I am using the following statement to make a make my table a temporal one:

ALTER TABLE [dbo].[AnalysisCustomRollupsV2JoinGroups]
ADD [SysStartTime] DATETIME2(0) GENERATED ALWAYS AS ROW START HIDDEN CONSTRAINT DF_AnalysisCustomRollupsV2JoinGroups_SysStart DEFAULT GETUTCDATE()  
   ,[SysEndTime] DATETIME2(0) GENERATED ALWAYS AS ROW END HIDDEN CONSTRAINT DF_AnalysisCustomRollupsV2JoinGroups_SysEnd DEFAULT CONVERT(DATETIME2(0), '9999-12-31 23:59:59'),   
PERIOD FOR SYSTEM_TIME ([SysStartTime], [SysEndTime]); 

ALTER TABLE [dbo].[AnalysisCustomRollupsV2JoinGroups]   
SET (SYSTEM_VERSIONING = ON (HISTORY_TABLE = dbo.AnalysisCustomRollupsV2JoinGroupsChanges));

The issue:

On my local SQL instance I have many databases; it’s very strange that the query runs successfully on some of them, and on some of them it gives me the following error:

Msg 13542, Level 16, State 0, Line 51 ADD PERIOD FOR SYSTEM_TIME on
table ‘dbo.AnalysisCustomRollupsV2JoinGroups’ failed because there are
open records with start of period set to a value in the future.

Sometimes, when I am debugging/executing the query, the initial query runs successfully.

I read, that this could be because I have existing data in the table.
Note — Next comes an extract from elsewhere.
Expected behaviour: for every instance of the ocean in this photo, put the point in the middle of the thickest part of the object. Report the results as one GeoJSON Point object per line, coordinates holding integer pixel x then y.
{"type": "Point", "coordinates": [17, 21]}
So, I have change the logic like this:

  • create buffer table and populated it with all records
  • delete the records from the original table
  • create the temporal table
  • move the records back and drop the buffer table

and again, on some databases it is OK, and on other is not. Trying to resolve the issue I have found the following:

For the StartDate I’ve specified the current UTC date – this could be
any date and time that’s not in the future, though note it should be a
UTC one. If I’d tried to use GETDATE, as I’m currently on British
Summer Time, I would get the following error: Msg 13542, Level 16,
State 0, Line 51 ADD PERIOD FOR SYSTEM_TIME on table
‘TestAudit.dbo.SomeData’ failed because there are open records with
start of period set to a value in the future.

What does the above means? I need to change the machine time? Or because my local machine is not on UTC time I am getting this error sometimes?

Answer :

I think I have found how to fix my issue, but I am not going to accept this as answer as I am not able to explain what is causing the problem and guarantee this will work anytime. It’s fix found after a lot of testing and I will be glad if someone can bring more light here.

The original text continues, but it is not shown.